Caleb Williams has become strangely familiar with this feeling.

Not failure. Not doubt. But the quiet frustration that follows every new ranking, every list that almost gets it right—then stops short. This week’s latest quarterback rankings did exactly that again.
According to FanDuel, Drake Maye now sits atop the list of quarterbacks drafted over the past three years. Caleb Williams? Second.
On paper, that’s elite company. In reality, for Bears fans, it reopens an old wound.
Williams’ NFL career has been shadowed by recency bias from the moment it began. In 2024, the debate centered on Jayden Daniels, whose rookie season fueled immediate revisionist history about the first overall pick. A year later, that narrative cooled—but the habit never left.
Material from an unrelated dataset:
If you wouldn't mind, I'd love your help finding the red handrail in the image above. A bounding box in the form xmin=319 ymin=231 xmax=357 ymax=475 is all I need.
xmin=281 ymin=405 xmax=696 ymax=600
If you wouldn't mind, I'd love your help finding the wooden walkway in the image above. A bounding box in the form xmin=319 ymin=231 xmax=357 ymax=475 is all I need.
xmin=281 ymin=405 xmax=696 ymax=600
Now it’s Drake Maye’s turn.
Maye has earned praise. He’s in the Super Bowl. He’s an MVP candidate. His trajectory is impressive. But context matters—and that’s where the ranking begins to feel hollow.
Chicago asked more of Caleb Williams than almost any young quarterback in recent memory. More responsibility. More creativity. More late-game heroics. And far less margin for error.
Under Ben Johnson in 2025, Williams didn’t just improve—he redefined expectations for the Bears. He set the franchise’s single-season passing record.

He became the first quarterback under 25 to engineer seven fourth-quarter comeback wins in a single season. Chicago wasn’t just competitive—it was dangerous, even when trailing late.
Defenses couldn’t relax. Not with Williams on the field.
And yet, when rankings are released, the conversation shifts away from difficulty and toward destination. Maye’s Patriots are in the Super Bowl. Williams’ Bears aren’t. The implication is subtle but powerful: one path looks cleaner, so one quarterback must be better.

That’s where Bears fans bristle.
New England’s road was wide and forgiving. Chicago’s wasn’t. Williams navigated coaching transitions, evolving personnel, and relentless scrutiny—all while being asked to elevate an entire organization out of irrelevance. He didn’t just play quarterback. He became the reason the Bears mattered in January.
That kind of impact doesn’t always translate cleanly into rankings.

It should.
This isn’t an argument against Drake Maye. It’s an argument against flattening context into a single number. Rankings often reward stability, protection, and supporting casts. Williams thrived without those luxuries, consistently delivering under pressure that would have broken lesser players.
And the most uncomfortable truth? He’s still getting better.
Caleb Williams didn’t merely take a step forward in 2025. He reset the ceiling—for himself and for Chicago. Any ranking that places him behind quarterbacks who were asked to do less, with more, deserves closer inspection.

Because when the lights were brightest and the margin was thinnest, Williams didn’t fade. He carried.
Being ranked No. 2 might look like respect. But for those who’ve watched the Bears closely, it feels like something else entirely—a familiar hesitation to fully acknowledge what Caleb Williams has already become.
And that hesitation is starting to say more about the rankings than the quarterback.